There was one story that really touched me, and I thought it interesting, because while it was adequately written but nominally punctuated, and at times a little confusing, we as a class had critiqued a piece from the author a week ago that was all over the place, and I, usually quiet, made a number of structural suggestions to try and help her straighten that contorted effort out.
This author had brought in a different piece this week, and it was short- no more than 4 pages in length. But boy, it grabbed me.
It was the story of a middle-aged woman back in the late 60’s who had an appointment to meet a friend for lunch in a cafe on one of the main streets in downtown Chicago. The author began the story saying it was one of the most extraordinary days of that character’s life. What ensued as the protagonist sat in the diner waiting for her friend was remarkable- it was a day in which the Pope had come to the city, an this woman had a window seat to the processional that was headed toward the downtown church he was hosted by. She saw hundreds, then thousands, then ten thousands of people of all races and sizes and ages fall into this walk that she experienced as an extreme display of human love. And in her hours observing this river of human compassion and devotion, she was thrown back into her childhood, back to a day when as a young girl, she was taken and dropped off at an orphanage by parents who couldn’t take care of her. One of the lines in her story was her remembering finishing each Sunday night after going to church sitting on the steps outside of the sanctuary looking down the road of her town, hoping to see her parents would arrive to claim her as theirs again.
You could tell as she read the main segments of her manuscript that the story was a deeply personal one.
Because of her experience that day in that diner in downtown Chicago, she realized that she had truly been abandoned, but that abandoned people could still find love in their lives.
Her story pricked my heart, and my eyes teared up a little as she finished her little piece.
I talked to her after class, and she confirmed that that story had been a true life tale from her past. I told her I loved it, and the transformation that she realized that day when she saw love unfurled before her aching heart, and she recognized she could changed. I commended her for courage, and I asked her to claim the story and share it as hers, because other people being at where she had been could be so encouraged by her background and experiences.
And somehow we agreed that a large bulk of humanity, whether or not they were from wealthy or impoverished backgrounds, whether they were well or poorly educated, whether they were from big families or tiny ones, whether they were young, middle-aged, or old, dealt with loneliness and struggles with issues related to abandonment and displacement.

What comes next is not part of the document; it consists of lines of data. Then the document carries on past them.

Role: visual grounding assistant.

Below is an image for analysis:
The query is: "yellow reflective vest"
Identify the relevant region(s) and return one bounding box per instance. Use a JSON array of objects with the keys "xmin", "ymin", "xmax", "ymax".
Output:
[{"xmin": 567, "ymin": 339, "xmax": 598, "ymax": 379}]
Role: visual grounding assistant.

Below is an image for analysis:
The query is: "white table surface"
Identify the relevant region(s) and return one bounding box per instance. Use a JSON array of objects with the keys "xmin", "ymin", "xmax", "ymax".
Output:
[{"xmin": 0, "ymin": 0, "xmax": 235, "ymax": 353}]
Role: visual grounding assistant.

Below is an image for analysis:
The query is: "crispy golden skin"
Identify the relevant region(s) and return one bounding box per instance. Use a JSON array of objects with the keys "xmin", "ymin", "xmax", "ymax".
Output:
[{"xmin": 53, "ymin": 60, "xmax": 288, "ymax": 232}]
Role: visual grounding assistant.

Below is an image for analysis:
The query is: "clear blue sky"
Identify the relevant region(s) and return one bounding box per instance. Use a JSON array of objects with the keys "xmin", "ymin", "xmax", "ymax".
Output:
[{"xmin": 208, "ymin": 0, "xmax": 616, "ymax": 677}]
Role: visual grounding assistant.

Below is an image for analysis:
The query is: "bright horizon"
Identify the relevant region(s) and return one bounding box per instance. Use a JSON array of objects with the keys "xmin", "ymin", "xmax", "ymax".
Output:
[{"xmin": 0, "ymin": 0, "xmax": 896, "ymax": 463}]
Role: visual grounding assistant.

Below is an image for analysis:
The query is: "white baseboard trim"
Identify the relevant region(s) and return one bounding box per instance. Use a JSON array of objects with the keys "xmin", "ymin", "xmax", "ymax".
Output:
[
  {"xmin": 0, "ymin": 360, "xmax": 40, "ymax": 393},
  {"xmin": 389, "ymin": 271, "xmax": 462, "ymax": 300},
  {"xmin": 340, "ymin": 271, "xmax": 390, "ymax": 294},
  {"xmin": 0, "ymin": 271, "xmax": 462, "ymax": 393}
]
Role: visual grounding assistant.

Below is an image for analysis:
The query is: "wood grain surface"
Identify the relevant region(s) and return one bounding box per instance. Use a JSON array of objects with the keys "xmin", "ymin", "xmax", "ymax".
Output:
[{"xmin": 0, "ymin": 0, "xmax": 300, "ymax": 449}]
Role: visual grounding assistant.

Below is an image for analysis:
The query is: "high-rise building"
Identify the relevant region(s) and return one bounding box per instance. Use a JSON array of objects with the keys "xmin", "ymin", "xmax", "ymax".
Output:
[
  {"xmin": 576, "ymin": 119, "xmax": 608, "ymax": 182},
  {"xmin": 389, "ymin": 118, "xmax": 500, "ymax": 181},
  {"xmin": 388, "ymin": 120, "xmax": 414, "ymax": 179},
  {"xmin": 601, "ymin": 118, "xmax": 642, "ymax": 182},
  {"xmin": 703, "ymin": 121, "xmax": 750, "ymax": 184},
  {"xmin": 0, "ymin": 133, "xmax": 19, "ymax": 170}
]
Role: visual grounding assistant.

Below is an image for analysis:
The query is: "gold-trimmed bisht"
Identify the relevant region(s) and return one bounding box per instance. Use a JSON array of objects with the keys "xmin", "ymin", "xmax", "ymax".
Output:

There were a lot of good stories shared in class tonight, but that one helped open my eyes a little bit, with a reminder that it is not necessarily the words or the grammar or the syntax or the punctuation precision that makes a story fly. It’s the heart within the story itself that gives it loft.
Unable to finish the Udaya installment (or start it really, for that matter), I turned in a revised version of Sassy- and was happy to stir some conversation in class about men writing as women and vice versa. Generally speaking, the story portions were greeted well. It’s an ugly story, but it was written as a result of a work colleague me telling about a friend of hers who would bring her daughter with her to bars to help her have a better chance attracting interested men. The original notion of a mother doing that repulsed me, but then I wondered, how would such a woman come to that place? That prompted the writing of that story one night. I don’t know if it is a good story, but it made me uncomfortable rereading it, so I felt if anything, it is good for some creeper-factor. I was grateful for the thoughtful, affirming responses it provoked.
I enjoyed Gish’s course again. I look forward to his next one as well. Thank you, sir.